Cittadella: oggi la firma del protocollo. E su piazza Gobetti…
Il sindaco a Roma per la firma del protocollo sulla fortezza insieme a Ministero e Sovrintendenza, vertice dal quale potrebbero uscire anche le indicazioni di spesa circa i primi fondi messi a disposizione. Intanto dal Comune emerge l'obiettivo di tornare a ragionare di un grande progetti di riqualificazione per tutto il lungo fiume
Il sindaco a Roma per la firma del protocollo sulla fortezza insieme a Ministero e Sovrintendenza, vertice dal quale potrebbero uscire anche le indicazioni di spesa circa i primi fondi messi a disposizione. Intanto dal Comune emerge l'obiettivo di tornare a ragionare di un grande progetti di riqualificazione per tutto il lungo fiume
ALESSANDRIA – Salvo sorprese dell’ultimo momento la firma del protocollo sulla gestione della Cittadella dovrebbe avvenire questa mattina, mercoledì 1 marzo, a Roma. Dall’incontro, al di là dell’atto formale della sottoscrizione dell’accordo con la Sovraintendenza e il Ministero sul futuro della fortezza cittadina, potrebbero emergere anche le prime indicazioni concrete sull’utilizzo del milione di euro stanziato per quest’anno, presumibilmente dedicato alla messa in sicurezza dei tetti (e forse ai primi interventi sui fossati).
Mentre il gruppo di lavoro coordinato dal Politecnico di Torino prosegue i sopralluoghi in Cittadella per definire una proposta di piano organico d’interventi, Palazzo Rosso, per voce dell’assessore all’urbanistica Marcello Ferralasco, rilancia l’idea di un grande piano di riqualificazione di tutta l’area del lungofiume e della zona adiacente a piazza Gobetti, sebbene per ora si tratti più di un sogno che di un progetto concreto da mettere in campo.
“Gli interventi che nei prossimi anni riqualificheranno la Cittadella – spiega l’assessore Ferralasco – chiamano naturalmente una riflessione su ciò che la circonda e la collega al resto della città.
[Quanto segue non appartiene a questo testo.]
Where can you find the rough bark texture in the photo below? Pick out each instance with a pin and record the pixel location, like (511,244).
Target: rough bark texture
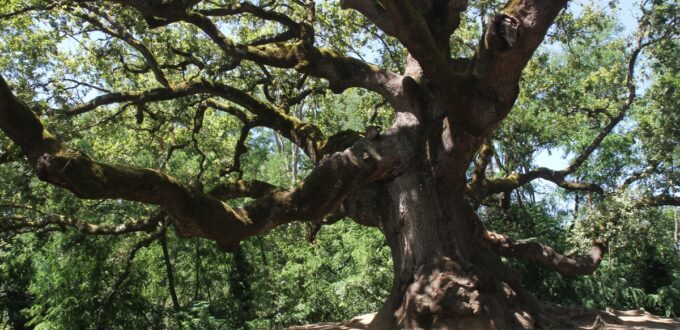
(409,181)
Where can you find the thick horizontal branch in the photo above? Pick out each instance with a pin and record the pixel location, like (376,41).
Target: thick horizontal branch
(546,256)
(121,33)
(660,200)
(194,213)
(247,7)
(238,189)
(488,187)
(19,223)
(307,136)
(508,43)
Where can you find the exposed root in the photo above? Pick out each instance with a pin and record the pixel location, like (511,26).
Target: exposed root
(554,318)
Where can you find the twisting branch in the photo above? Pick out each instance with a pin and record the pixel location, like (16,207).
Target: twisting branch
(413,31)
(18,223)
(545,255)
(194,213)
(515,180)
(307,136)
(168,269)
(238,189)
(342,72)
(121,33)
(128,265)
(247,7)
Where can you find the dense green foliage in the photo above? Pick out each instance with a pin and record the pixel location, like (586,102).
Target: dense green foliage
(57,277)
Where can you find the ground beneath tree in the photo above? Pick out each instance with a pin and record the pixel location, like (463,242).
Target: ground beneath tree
(560,317)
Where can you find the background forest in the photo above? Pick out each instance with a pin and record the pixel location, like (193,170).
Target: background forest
(55,276)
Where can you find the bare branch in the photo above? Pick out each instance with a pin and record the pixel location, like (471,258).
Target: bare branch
(194,213)
(507,45)
(62,221)
(168,269)
(121,33)
(128,265)
(545,255)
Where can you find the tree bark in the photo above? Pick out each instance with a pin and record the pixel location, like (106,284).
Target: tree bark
(446,276)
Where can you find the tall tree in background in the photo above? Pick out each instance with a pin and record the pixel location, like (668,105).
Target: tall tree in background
(421,181)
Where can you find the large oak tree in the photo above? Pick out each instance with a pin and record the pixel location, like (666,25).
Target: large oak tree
(420,181)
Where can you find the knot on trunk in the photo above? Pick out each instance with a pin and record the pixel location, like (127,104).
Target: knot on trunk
(503,32)
(442,290)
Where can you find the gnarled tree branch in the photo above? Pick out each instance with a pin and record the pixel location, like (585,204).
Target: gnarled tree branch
(194,213)
(546,256)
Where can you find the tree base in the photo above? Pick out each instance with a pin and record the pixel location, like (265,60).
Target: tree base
(555,316)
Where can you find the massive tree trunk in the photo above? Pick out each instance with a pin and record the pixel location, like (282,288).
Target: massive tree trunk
(410,181)
(446,274)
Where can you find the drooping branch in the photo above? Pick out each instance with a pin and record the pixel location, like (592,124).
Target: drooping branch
(659,200)
(127,269)
(413,31)
(515,180)
(238,189)
(194,213)
(341,71)
(61,221)
(121,33)
(168,270)
(547,256)
(307,136)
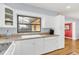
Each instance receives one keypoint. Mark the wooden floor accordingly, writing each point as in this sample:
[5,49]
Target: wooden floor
[71,48]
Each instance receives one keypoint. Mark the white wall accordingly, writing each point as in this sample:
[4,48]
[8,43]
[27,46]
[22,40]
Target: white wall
[46,20]
[77,29]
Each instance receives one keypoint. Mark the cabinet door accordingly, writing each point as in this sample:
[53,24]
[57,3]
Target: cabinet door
[50,44]
[24,47]
[39,46]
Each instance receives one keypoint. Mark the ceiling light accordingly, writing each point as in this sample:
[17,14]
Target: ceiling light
[68,7]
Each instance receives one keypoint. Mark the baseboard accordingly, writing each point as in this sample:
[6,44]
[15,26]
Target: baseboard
[68,37]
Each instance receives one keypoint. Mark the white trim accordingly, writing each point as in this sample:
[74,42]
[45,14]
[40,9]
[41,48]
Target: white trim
[68,37]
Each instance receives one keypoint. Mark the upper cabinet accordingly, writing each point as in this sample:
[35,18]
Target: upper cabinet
[8,16]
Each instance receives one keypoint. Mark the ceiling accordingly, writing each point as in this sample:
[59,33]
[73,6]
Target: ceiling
[59,7]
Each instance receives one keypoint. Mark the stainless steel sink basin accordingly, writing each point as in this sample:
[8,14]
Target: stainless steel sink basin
[4,47]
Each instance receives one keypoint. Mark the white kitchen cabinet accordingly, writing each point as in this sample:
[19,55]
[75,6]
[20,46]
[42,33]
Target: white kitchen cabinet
[51,44]
[24,47]
[39,45]
[11,49]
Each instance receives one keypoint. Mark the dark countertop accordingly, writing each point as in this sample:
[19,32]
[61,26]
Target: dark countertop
[30,38]
[4,47]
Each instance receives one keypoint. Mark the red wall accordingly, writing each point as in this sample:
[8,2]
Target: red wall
[68,32]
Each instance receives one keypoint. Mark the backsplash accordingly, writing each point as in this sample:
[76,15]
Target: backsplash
[45,29]
[7,30]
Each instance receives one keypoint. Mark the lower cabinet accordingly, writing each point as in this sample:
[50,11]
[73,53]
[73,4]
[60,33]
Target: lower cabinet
[24,47]
[39,46]
[36,46]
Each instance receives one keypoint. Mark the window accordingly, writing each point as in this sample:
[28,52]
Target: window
[28,24]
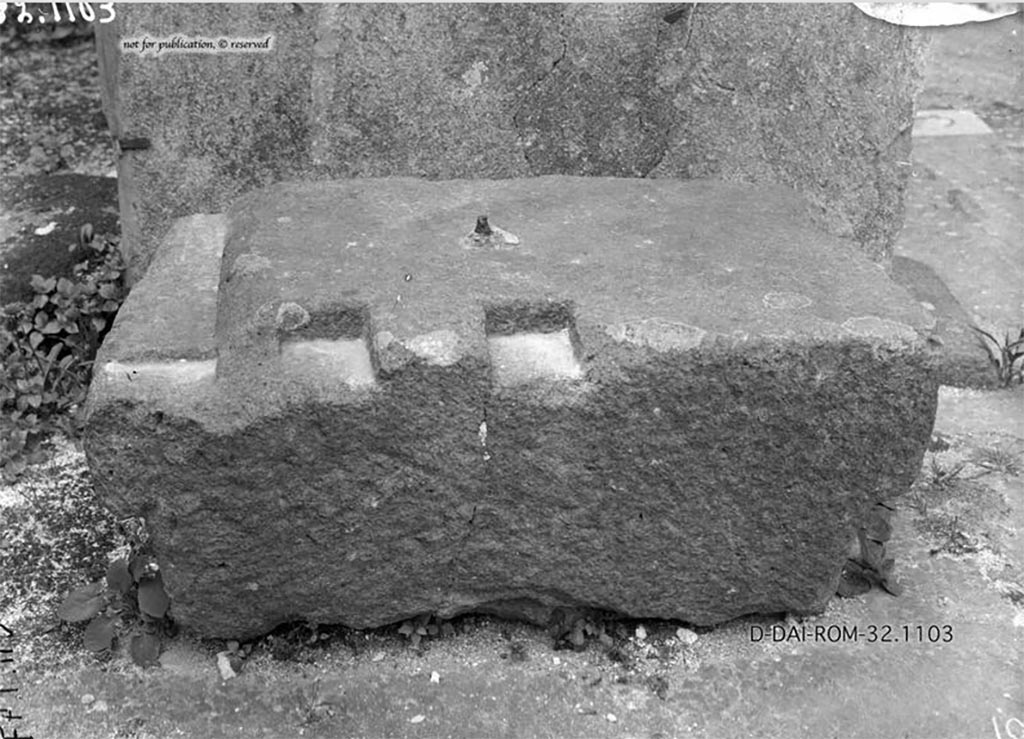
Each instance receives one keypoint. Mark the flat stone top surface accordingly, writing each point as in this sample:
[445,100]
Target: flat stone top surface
[715,257]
Sarebbe interessante riuscire a sviluppare un vero e proprio piano urbanistico, organizzato per distretti, che si occupi di pianificare gli interventi in città, fissando obiettivi organici e correlati fra loro invece che assommare semplicemente una serie di lavori estemporanei”.

Secondo l’assessore un intervento complessivo dovrebbe però essere legato a un investimento ingente nella progettazione, rivolgendosi a professionalità di primo piano: “è chiaro che fino ad oggi non c’è stata la possibilità di sviluppare un ragionamento di questo tipo. Senza una progettazione di qualità è difficile pensare di poter accedere a fondi, anche di carattere europeo, che pure ci sono. La chiave potrebbe essere quella di intercettare risorse coniungando riqualificazione e risparmio energetico, per esempio studiando incappottamenti capaci di far cambiare pelle ai palazzi, donando loro un aspetto completamente differente rispetto a quello attuale. Ma diciamo che gli interventi dovrebbero essere complessivi, interessando tanto piazza Gobetti quanto tutta l’asta del lungofiume, sia dal lato di Borgo Cittadella che il quartiere piscina, tra lo spalto e il lungotanaro”.

“In realtà si tratterebbe di proseguire il lavoro, che per il Pisu è stato più legato ad aspetti di tipo infrastrutturale. Può piacere o meno, ma si trattava di interventi importanti, che ora potrebbero trovare ulteriore valorizzazione spostando l’attenzione su aspetti di tipo urbanistico e su interventi che coinvolgano i manufatti, ovviamente in accordo con gli abitanti, anche perché se si studiasse un sistema di incentivi alla riqualificazione sarebbe fondamentale coinvolgere i cittadini e i proprietari degli appartamenti. L’opera di rilancio potrebbe trovare una sponda nei finanziamenti europei programmati per il periodo 2014-2020, e potrebbe essere l’occasione per affrontare in maniera organica anche il rapporto fra la città e il Tanaro, tema di cui si parla da tempo ma senza organicità”.
Difficile, in ogni caso, vedere la realizzazione di un nuovo parcheggio in piazza Gobetti: “sebbene gli studi della società Trt sembra indichino che non ci siano le ragioni per realizzare una nuova area di sosta, è immaginabile che se lì ci fosse un parcheggio a un piano, da circa 400 posti, verrebbe utilizzato. Il punto però è quello di riuscire a realizzare un’opera che si possa armonizzare con il ponte, il che richiede una progettazione di grande qualità. Ad oggi sarebbe probabilmente troppo costoso realizzare un progetto di quel tipo per i benefici che poi potrebbe dare”.